'' La pire douleur, c'est d'aimer un cœur qui lui aime ailleurs.''

''L'être humain a un don pour désirer ce qui lui fait le plus mal.''


Je le vois dans tes yeux, l'amour. Tu l'aimes.

Dans les miens aussi, je le vois, l'amour. Cependant, moi c'est pour toi que je me damne.

Comment peux-tu me faire autant de mal? Que t'ai-je fais?

Il y a moi et il y a toi. Jamais il n'y aura un nous. Parce qu'il y a lui.

Comment peux-tu l'aimer lui alors que je me crève d'amour à ton égard? Pourquoi lui? Pourquoi mon meilleur ami?

Pourtant, je t'aime à en sombrer dans la plus démente des folies, depuis toujours et pour toujours. Je crève de jalousie à chaque fois que ton regard s'illumine à cause de lui, à chaque fois qu'il te fait rire, à chaque fois que tu lui souris. C'est à moi que tu devrais sourire, moi qui devrais te faire rire, moi que tu devrais aimer. J'ai toujours été là pour toi, pas lui.

Qui essuyait tes larmes qu'il faisait couler? Moi.

Qui a toujours été d'une gentillesse avec toi, même si tu me poignardais en plein cœur? Moi.

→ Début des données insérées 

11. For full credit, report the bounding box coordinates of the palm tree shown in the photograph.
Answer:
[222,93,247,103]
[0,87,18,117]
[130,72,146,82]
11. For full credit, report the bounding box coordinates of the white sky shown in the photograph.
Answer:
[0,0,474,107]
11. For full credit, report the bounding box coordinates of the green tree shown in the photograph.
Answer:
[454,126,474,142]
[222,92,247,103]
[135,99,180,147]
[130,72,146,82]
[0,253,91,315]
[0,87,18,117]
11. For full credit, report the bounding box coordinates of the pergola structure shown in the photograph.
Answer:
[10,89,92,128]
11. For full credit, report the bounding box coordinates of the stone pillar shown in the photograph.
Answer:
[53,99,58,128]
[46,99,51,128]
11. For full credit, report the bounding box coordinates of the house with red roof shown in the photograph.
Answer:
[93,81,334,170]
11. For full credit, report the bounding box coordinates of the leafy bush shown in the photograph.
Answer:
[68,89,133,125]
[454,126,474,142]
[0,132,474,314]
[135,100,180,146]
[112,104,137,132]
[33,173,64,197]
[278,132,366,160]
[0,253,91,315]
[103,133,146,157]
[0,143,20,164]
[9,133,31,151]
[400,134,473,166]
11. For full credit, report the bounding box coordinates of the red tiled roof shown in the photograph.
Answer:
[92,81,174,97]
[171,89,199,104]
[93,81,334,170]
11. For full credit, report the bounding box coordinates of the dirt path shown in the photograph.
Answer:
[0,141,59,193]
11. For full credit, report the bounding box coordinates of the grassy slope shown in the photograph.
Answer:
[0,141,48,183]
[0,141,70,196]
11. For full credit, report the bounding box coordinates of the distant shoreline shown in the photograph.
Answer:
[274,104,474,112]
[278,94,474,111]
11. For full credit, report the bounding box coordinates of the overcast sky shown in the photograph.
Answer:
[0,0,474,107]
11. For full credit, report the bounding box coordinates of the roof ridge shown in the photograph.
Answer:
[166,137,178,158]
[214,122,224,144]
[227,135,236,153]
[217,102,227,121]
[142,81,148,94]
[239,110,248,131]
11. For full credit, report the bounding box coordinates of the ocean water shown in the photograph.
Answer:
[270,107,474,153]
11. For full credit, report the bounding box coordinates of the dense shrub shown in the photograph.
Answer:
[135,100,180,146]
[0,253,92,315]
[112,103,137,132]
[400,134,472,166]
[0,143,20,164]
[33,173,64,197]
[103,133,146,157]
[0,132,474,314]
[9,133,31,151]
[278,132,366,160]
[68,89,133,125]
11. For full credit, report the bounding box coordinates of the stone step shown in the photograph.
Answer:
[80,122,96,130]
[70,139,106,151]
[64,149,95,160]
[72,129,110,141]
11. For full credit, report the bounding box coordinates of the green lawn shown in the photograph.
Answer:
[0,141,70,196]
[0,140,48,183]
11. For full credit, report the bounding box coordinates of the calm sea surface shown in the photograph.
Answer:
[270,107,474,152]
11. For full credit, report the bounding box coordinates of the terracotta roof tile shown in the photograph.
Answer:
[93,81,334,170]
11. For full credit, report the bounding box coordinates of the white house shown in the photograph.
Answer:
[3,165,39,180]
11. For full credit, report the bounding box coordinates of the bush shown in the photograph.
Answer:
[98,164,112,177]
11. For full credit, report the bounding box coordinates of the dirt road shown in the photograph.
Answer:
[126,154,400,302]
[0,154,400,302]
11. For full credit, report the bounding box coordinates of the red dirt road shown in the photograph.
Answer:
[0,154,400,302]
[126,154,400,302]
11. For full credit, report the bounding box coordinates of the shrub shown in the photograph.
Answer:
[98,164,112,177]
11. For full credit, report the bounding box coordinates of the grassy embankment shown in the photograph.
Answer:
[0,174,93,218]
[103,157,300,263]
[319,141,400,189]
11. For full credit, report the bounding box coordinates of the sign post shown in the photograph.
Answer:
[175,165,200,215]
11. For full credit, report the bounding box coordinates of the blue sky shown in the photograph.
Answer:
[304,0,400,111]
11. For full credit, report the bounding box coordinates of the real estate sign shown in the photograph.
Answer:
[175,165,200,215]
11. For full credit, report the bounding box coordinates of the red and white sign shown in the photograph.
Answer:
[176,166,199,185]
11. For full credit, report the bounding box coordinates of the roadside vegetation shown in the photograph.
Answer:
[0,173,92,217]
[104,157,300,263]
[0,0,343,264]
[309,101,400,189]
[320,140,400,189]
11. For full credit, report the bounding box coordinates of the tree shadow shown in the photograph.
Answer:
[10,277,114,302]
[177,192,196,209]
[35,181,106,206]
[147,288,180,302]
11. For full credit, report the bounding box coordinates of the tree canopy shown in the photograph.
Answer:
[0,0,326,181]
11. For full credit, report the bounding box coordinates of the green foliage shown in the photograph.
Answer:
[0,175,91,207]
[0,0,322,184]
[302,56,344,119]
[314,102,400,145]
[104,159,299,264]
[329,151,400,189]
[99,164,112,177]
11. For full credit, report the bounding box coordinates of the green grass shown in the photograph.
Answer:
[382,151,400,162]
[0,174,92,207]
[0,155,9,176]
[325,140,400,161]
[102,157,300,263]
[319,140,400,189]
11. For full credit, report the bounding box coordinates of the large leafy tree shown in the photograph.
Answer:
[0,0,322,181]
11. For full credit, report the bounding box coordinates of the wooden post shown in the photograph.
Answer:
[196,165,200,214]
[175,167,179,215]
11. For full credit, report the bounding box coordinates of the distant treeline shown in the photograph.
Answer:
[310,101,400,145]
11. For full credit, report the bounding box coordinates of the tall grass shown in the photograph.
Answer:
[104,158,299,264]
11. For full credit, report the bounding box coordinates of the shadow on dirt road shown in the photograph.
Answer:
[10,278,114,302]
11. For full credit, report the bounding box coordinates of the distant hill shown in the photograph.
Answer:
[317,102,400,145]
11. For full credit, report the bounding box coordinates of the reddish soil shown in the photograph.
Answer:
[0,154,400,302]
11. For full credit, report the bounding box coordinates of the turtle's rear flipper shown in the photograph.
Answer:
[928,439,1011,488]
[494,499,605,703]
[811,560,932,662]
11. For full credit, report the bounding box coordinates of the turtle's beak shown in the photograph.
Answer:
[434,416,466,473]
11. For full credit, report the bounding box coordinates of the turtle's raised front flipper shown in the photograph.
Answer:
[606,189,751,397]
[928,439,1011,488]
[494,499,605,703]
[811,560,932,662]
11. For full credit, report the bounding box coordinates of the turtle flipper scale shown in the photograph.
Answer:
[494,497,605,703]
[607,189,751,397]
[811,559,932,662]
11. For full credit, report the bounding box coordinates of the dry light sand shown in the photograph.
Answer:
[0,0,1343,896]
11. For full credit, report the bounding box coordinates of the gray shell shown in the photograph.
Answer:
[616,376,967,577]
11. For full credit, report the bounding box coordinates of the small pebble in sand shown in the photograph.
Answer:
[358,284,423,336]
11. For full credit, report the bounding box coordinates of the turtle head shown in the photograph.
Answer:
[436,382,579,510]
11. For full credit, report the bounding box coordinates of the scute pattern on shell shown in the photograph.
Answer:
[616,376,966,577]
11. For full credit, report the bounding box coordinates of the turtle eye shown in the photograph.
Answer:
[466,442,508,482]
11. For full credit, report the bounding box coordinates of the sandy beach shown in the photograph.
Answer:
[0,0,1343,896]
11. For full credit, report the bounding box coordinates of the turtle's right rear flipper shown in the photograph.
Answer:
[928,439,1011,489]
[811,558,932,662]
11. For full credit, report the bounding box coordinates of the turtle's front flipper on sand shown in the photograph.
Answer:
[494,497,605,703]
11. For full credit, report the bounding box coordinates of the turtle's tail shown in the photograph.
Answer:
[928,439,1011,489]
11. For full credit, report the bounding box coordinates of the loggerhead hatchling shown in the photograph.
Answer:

Qui se pliait à chacune de tes exigences et chacun de tes désirs dans l'espoir vain d'attirer ta dévotion? Moi.

Qui te réconfortait et te rassurait? Moi.

C'était toujours moi. Alors pourquoi donc ne m'aimes-tu pas? Lui ne t'aimera jamais mais moi je suis là.

En moi, je n'ai plus que la haine, la colère, la tristesse et cet amour indéniable qui brûle mon cœur tel un phénix se mourant dans de grandes flammes rouges et orangées, devenant lentement cendres. J'essaye pourtant présomptueusement de me défaire de mon amour à ton égard mais lorsque je te vois : les étincelles dans tes yeux d'océans, ton adorable petit nez retroussée que tu déteste tant, tes pommettes hautes et toujours roses, ton sourire mystérieux, les reflets d'acajou rougeâtre dans ta chevelure ténébreuse, la courbe de tes lèvres, celle de tes yeux, celle de tes hanches, celle de tes seins, ton parfum de violette qui m'ensorcelle et engourdi chacun de mes sens, je retombe inévitablement amoureux de toi. Toutes ces petites choses que je suis apparemment le seul à voir, toutes ces petites choses qui font que tu es celle que tu es, toutes ces petites choses qui font que je t'aime.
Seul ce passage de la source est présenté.